An opioid roadmap recently released by CMS lists several strategies for reducing opioid overuse through prevention, treatment, and health data utilization.

An opioid roadmap recently released by CMS lists several strategies for reducing opioid overuse through prevention, treatment, and health data utilization. An increasing number of hospitals and health systems connect to state prescription drug monitoring programs (PDMPs) through electronic health record (EHR) systems, which provide prescribers with complete patient prescription histories. EHR systems can also help to promote safe opioid prescribing practices by streamlining communication between providers, care teams, and prescribers for better-informed clinical decision-making. One of the most commonly-used EHR functionality is computerized prescriber order-entry (CPOE). Through CPOE, providers must utilize standardized order sets to fill prescriptions.
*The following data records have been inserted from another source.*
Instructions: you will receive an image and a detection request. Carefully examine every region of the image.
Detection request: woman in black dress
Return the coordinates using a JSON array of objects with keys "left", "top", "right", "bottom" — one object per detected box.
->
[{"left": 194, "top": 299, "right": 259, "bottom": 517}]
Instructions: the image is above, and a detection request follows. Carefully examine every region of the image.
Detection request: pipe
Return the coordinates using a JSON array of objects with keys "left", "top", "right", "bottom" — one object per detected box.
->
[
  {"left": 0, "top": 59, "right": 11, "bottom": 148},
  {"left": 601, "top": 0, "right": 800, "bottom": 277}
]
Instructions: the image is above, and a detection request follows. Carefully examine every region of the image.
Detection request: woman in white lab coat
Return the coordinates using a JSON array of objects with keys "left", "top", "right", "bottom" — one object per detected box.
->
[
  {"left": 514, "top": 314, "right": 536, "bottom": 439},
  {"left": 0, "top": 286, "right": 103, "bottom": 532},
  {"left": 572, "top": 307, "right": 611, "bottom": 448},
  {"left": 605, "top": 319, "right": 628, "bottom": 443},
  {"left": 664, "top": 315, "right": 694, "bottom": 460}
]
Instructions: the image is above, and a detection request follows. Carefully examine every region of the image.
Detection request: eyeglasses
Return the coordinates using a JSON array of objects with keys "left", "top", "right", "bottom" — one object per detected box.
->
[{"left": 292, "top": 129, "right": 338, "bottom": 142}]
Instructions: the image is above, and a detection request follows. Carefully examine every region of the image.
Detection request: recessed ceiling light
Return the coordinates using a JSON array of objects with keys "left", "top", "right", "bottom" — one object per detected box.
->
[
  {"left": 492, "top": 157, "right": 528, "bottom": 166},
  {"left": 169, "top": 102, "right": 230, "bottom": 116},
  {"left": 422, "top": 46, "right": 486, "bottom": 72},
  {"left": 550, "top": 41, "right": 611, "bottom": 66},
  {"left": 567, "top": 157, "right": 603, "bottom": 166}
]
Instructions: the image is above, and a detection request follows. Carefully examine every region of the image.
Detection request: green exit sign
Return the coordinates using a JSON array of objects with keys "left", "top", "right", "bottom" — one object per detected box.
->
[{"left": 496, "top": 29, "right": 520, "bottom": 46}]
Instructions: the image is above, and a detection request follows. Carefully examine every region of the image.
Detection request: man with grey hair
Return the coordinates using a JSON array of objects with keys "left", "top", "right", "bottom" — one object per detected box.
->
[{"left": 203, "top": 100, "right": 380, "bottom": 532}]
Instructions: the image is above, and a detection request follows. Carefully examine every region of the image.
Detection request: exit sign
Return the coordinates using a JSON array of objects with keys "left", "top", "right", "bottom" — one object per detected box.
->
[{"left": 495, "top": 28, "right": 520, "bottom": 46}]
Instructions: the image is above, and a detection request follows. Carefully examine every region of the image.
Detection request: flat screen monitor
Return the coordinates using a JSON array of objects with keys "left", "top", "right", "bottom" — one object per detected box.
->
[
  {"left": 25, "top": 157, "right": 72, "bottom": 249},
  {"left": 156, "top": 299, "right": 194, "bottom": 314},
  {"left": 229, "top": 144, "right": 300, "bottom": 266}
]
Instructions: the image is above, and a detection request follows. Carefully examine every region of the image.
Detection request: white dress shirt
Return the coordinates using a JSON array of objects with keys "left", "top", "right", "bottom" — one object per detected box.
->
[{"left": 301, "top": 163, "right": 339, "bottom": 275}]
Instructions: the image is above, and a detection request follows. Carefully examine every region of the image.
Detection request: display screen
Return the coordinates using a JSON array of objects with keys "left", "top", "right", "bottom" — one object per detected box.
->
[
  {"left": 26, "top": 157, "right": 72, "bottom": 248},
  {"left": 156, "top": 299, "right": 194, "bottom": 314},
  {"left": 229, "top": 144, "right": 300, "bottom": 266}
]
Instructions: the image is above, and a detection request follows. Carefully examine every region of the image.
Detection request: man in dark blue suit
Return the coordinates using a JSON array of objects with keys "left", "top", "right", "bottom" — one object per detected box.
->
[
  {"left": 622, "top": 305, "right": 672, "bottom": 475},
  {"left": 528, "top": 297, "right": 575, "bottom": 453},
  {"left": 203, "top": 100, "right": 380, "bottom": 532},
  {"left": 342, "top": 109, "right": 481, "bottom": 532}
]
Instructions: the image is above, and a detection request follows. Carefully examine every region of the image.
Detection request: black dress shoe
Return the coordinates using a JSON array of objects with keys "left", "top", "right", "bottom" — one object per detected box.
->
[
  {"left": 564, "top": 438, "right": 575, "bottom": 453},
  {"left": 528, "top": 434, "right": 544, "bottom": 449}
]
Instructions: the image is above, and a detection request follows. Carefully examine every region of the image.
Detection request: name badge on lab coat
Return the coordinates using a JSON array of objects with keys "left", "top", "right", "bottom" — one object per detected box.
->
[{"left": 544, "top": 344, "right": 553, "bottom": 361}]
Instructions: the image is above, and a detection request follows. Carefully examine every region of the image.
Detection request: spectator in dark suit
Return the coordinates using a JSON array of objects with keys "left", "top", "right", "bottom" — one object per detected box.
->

This baseline standardization ensures providers across care settings can access, view, and prescribe medications using similar terminology and values for more efficient communication between clinicians. EHR use also bolsters communication by allowing clinicians to engage in concurrent charting. "With concurrent charting you have everyone looking at the same patient at the same time," says Nurse and Director of Clinical Applications at HSTPathways Maura Dent Cash. "You can be aware of their pain assessment, their vital signs, what medication was administered, when it was — it's all right in front of you on the screen." Concurrent charting is especially important in the fast-paced ASC setting. Different members of the patients care team in the ASC setting — including anesthesiologists and prescribers — can communicate quantifiable values and indicators of pain more effectively and precisely through EHR systems.